It is a function that logically separates a network. To put it simply, it is a technology that creates multiple independent 'virtual network' spaces within a single physical device. It enables Multi-tenancy and Network Segmentation to operate multiple independent network environments simultaneously on one device. It is primarily used for purposes such as service isolation, logical separation per customer, and allowing the overlapping use of identical IP addresses. 

 

Understanding Virtualization Technology

Technologies for virtualizing an ADC can be broadly divided into technology that separates hardware resources to create independent virtual instances (Virtual Instance-based PAS-KV virtualization) and virtualization technology through logical network separation like nDomain. The differences and pros/cons of each are shown in the table below. 

 

[Table 1] Conceptual Differences in Virtualization Technologies

 

Item nDomain Virtual Instance
Isolation Level Logical network separation Hardware resource and Operating System level separation
Operational Scope Operates on a single OS instance of PAS-K Independent OS and operation per Instance
Virtualization Scale Can configure hundreds of Domains on a single device Can create tens of Virtual Instances depending on hardware capacity
Resource Allocation Shared CPU, RAM, etc. (Provides only logical network separation) Allocation and isolation of physical resources like CPU, RAM
Purpose of Use Logical multi-tenancy environments such as routing per customer/service, IP separation Completely isolated environments between customers/services
Complexity/Overhead Relatively low Relatively high

 

 

Environment & Situation (Scenario) Suitable Technology
Want to separate more services or customer traffic within the same PAS-K. nDomain
Need an environment completely isolated by resource units. (When security and satisfying customer SLAs are critical) Virtual Instance
Need to solve IP overlap issues. nDomain
Need separate policies, management rights, certificates, and patch management for each customer. Virtual Instance

 

 

 

[Figure 1] nDomain vs. Virtual Instance

 

Technical Understanding of nDomain

 

Network namespace

Network Namespace is a feature that separates the network stack at the kernel level, making a single system act as if it were separate systems with multiple independent network environments.
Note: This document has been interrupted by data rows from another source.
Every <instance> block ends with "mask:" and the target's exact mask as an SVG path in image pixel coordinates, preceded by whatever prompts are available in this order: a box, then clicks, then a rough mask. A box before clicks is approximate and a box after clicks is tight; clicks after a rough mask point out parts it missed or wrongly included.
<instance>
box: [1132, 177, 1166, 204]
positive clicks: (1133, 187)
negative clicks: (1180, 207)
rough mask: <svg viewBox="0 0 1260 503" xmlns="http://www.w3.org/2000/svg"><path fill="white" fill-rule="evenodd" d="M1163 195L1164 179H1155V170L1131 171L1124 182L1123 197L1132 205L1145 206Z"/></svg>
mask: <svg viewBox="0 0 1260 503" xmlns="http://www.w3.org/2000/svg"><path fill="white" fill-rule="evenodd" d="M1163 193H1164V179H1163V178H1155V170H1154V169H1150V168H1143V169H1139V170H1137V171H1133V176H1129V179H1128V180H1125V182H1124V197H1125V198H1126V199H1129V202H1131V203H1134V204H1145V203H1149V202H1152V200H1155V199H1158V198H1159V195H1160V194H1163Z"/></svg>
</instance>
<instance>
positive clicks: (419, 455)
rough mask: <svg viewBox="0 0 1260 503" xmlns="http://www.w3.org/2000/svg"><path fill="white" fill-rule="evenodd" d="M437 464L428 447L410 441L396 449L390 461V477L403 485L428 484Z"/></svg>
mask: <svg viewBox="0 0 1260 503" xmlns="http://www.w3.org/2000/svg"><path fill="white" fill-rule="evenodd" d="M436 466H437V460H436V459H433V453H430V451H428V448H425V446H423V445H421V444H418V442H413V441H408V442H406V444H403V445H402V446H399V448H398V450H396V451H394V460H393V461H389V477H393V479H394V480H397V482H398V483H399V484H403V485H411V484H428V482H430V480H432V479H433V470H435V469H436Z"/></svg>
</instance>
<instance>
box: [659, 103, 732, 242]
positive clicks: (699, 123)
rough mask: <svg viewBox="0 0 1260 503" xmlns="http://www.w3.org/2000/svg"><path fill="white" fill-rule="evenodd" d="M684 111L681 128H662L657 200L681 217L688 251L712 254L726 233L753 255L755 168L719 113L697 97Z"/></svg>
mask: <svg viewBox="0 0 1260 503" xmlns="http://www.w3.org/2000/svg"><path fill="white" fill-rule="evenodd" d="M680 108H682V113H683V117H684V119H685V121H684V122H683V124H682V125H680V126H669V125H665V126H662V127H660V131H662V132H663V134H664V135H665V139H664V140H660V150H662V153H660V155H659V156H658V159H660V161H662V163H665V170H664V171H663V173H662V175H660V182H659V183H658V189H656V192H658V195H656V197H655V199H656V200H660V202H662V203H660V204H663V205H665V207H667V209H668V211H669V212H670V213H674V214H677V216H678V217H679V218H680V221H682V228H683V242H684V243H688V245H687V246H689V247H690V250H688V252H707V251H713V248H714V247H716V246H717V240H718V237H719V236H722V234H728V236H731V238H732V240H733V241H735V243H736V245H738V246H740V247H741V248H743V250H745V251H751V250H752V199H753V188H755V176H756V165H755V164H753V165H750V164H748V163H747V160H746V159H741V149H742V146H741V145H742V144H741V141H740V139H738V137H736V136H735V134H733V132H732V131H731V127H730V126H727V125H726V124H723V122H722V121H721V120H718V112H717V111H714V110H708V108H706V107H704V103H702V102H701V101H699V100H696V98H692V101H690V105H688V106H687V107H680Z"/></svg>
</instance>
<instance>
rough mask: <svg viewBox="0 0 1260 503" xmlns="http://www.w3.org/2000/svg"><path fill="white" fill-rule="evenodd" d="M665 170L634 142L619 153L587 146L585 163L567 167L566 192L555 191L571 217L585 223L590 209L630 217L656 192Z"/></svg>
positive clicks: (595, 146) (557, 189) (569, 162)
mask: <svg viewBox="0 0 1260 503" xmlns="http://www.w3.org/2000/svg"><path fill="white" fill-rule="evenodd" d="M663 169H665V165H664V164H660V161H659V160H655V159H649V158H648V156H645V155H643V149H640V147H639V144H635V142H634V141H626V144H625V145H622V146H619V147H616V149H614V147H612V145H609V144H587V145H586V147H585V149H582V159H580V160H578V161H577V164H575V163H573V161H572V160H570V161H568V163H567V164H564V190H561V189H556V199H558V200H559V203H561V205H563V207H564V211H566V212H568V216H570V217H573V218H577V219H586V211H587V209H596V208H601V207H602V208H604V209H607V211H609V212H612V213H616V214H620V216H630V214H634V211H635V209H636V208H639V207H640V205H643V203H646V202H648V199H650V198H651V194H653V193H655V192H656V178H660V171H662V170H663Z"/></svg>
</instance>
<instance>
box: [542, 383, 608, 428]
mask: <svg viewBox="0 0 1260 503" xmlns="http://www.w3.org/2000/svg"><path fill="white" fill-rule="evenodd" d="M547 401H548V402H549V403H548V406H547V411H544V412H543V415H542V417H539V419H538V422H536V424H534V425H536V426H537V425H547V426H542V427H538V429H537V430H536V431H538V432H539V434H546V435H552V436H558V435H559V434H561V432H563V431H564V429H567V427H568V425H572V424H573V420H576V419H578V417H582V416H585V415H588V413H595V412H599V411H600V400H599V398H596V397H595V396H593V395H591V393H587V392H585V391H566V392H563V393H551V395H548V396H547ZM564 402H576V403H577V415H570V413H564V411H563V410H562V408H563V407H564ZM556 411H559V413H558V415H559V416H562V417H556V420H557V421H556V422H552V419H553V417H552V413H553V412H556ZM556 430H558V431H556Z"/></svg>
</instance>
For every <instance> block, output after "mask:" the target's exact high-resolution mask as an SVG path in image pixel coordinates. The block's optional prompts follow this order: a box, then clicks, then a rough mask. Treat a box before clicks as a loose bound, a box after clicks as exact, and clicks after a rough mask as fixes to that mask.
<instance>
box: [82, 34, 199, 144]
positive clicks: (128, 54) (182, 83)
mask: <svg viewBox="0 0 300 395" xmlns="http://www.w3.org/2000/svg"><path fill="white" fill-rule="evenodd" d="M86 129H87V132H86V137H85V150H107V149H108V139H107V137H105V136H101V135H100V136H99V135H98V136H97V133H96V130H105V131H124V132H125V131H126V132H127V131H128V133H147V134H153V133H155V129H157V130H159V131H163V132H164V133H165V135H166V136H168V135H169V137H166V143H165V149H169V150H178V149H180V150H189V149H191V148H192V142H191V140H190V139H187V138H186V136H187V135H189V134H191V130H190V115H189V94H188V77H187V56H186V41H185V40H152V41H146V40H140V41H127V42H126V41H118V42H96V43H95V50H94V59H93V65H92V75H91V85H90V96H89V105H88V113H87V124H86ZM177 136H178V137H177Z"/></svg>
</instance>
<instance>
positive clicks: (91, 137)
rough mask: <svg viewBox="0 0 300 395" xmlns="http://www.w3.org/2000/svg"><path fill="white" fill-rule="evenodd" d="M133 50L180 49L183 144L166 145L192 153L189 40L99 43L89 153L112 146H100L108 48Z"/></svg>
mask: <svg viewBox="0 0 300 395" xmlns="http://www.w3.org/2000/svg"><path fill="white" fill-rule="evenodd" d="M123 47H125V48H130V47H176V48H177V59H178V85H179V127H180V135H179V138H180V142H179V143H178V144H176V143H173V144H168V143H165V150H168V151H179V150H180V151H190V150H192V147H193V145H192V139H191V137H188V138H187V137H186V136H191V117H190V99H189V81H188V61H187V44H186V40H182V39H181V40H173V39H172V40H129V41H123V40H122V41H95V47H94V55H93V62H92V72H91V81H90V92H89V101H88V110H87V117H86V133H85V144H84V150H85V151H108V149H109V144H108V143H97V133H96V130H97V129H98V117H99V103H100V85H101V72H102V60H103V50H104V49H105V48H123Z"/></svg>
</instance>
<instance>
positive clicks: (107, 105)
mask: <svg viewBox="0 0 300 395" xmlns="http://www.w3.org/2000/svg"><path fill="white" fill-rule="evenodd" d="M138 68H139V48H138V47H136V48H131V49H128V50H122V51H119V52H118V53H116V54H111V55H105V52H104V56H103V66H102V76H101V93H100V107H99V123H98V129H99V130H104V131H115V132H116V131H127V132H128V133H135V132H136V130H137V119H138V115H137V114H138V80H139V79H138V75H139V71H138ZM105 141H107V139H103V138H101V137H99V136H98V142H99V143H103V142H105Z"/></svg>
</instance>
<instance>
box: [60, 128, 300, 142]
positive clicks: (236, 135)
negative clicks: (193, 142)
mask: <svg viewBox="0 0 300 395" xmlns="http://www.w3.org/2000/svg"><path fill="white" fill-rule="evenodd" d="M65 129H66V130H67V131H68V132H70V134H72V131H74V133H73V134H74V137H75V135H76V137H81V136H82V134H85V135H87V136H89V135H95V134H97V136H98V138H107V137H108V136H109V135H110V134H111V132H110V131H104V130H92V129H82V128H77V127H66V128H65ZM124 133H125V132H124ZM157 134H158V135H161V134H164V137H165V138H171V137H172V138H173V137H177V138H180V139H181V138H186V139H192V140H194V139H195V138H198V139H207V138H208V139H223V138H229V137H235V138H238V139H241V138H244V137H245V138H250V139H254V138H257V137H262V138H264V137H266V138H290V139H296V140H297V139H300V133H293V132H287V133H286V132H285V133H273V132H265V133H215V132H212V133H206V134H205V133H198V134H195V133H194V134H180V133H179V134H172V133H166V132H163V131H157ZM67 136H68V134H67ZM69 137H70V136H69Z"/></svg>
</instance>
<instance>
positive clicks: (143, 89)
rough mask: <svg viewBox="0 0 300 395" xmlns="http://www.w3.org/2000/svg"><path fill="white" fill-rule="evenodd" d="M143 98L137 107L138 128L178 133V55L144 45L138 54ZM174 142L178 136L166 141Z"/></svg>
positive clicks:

Using network namespaces allows you to independently configure network interfaces, IP addresses, routing tables, firewall rules, etc., on the same physical host. 

 

  ■ Independent Network Stack

Network components within a network namespace (network interfaces, IP addresses, routing tables, etc.) are completely isolated from other namespaces. This allows multiple network configurations to operate simultaneously on one system. For example, even if the same IP address is used across namespaces, they do not interfere with each other.

 

  ■ Isolation Between Namespaces

Since isolation occurs between network namespaces, it is advantageous in terms of security and testing. Network communication or configuration changes made within a namespace do not affect other namespaces.

 

Service Configuration Diagram

 

 

[Figure 2] Example of Independent Network Stack Configuration with nDomain

 

Since the Network namespace supports an independent network stack, identical IPs can be set for each nDomain within PAS-K.

 

 

[Figure 3] Example of nDomain Service Chain 

 

Traffic delivery between nDomains can be transmitted externally via VLAN. 

 

Summary

 

  ■ Network Logical Isolation

• When using nDomain, routing is not performed between each domain by default.
• Therefore, Customer A's traffic and Customer B's traffic are completely isolated.

 

  ■ Overlapping IP Support

• Since each nDomain is independent, different domains can use the same IP address range.
• Flexibility and usability regarding IP resources are greatly increased.
•Example:
- Domain 10 → Uses 192.168.1.0/24
- Domain 20 → Uses 192.168.1.0/24
→ No IP Conflict 

 

  ■ L3 Isolation + Multi-tenancy Support

• When using nDomain, routing is not performed between each domain by default.
• Therefore, Customer A's traffic and Customer B's traffic are completely isolated.

 

The nDomain feature is available in PAS-K PLOS v2.2.7.6.0 or higher.